Sunday, December 28, 2025

Masters of Manipulation

One of the newer men I talk to after our meeting is in his 40s, recently divorced, and - like most of us when we were new - worried about his future, remorseful over all the mistakes he made while drinking and eager to charge into a new life that he's constructed in his mind.  How often do we see this!  We've made a grand mess of things and we're in a hurry to make up for lost time.  But here's the thing about time: it doesn't really care what you think or what you want.  It's an immutable fact of existence.  It has always been here and it will always be here and it's never going to change.  We can count on time to be reliable.  Sometimes time seems to slow down and sometimes it seems to speed up but that is only our human perception.
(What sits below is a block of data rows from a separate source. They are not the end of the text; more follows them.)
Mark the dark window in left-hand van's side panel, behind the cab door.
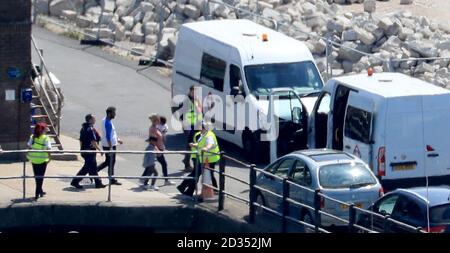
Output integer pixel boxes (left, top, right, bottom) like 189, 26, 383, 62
200, 53, 227, 91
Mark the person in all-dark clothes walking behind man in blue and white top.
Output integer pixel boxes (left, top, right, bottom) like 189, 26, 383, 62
70, 114, 106, 189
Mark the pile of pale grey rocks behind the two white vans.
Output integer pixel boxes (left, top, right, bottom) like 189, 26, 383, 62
36, 0, 450, 86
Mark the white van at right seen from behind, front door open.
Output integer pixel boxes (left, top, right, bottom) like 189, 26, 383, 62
308, 73, 450, 189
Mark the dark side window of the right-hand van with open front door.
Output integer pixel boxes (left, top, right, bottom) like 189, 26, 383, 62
344, 105, 372, 144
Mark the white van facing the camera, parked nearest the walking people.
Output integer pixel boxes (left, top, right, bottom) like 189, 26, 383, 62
172, 20, 323, 161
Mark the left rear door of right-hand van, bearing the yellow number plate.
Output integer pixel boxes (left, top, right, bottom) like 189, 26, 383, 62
383, 96, 425, 179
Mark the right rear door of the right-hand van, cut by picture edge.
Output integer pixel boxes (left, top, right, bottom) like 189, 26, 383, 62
423, 94, 450, 176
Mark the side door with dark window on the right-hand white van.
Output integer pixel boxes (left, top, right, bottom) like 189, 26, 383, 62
344, 91, 374, 166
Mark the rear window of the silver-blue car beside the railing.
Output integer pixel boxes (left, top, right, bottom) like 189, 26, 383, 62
319, 163, 377, 189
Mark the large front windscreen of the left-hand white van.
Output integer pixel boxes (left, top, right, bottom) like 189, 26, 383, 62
245, 61, 323, 96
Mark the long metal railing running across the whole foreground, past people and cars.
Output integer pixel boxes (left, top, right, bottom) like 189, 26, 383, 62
0, 150, 426, 233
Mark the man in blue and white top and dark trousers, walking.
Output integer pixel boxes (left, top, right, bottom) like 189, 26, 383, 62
97, 106, 123, 185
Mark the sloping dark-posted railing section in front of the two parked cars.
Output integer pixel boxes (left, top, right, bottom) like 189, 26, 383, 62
203, 152, 426, 233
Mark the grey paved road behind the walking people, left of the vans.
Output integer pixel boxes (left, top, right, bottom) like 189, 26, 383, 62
33, 27, 253, 202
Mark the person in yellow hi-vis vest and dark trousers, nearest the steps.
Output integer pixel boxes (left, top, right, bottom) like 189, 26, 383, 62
27, 123, 52, 200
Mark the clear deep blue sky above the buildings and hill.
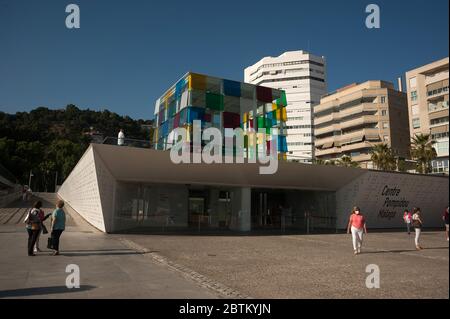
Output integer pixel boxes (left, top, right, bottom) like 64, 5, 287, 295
0, 0, 449, 119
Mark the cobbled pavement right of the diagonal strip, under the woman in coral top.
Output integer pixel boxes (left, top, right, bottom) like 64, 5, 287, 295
120, 229, 449, 299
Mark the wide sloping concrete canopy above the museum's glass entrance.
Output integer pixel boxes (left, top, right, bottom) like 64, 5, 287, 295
92, 144, 365, 191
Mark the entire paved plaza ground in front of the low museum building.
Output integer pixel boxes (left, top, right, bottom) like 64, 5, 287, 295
0, 195, 449, 299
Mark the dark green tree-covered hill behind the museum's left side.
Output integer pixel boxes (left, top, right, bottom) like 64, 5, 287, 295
0, 104, 152, 191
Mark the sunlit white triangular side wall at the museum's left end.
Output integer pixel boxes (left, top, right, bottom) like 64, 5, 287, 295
58, 146, 106, 232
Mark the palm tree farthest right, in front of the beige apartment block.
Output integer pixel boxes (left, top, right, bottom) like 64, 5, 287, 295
411, 134, 437, 174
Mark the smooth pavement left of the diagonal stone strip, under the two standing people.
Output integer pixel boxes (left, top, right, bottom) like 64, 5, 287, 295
0, 201, 220, 299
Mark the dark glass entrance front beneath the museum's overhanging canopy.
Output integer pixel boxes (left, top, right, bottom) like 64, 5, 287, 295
113, 182, 336, 232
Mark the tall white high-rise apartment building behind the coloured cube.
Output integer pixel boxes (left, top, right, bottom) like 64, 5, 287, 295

My friend is/was in a relationship that he values but things have hit a snag.  His girlfriend has pulled back and he's understandably finding this very frustrating and worrisome.  I see the same behavior over and over in people who want something and are determined to manipulate events so that it works out the way they want it to work out.  Sometimes we behave consciously and sometimes our motives are hidden under thick layers of self-justification.  We're masters of this kind of behavior: we wheedle and whine and try to get our way by making our target feel sorry for us and react out of guilt; we drive forward forcefully and try to overpower our target to get them to do what we want; we practice passive-aggressive behavior, a masterful, subtle, and powerful skill that alcoholics have honed into a razor-sharp technique; we get pissed off and slam doors shut for good, forever, unwilling to wait patiently to see how things play out, to allow our target to work through their issues.  We do all of this stuff.  What we have trouble doing is to act with patience and consideration, to put the needs of the other person ahead of our own.

God, grant me the serenity to accept the things I cannot change,
The courage to change the things I can,
And the wisdom to know the difference.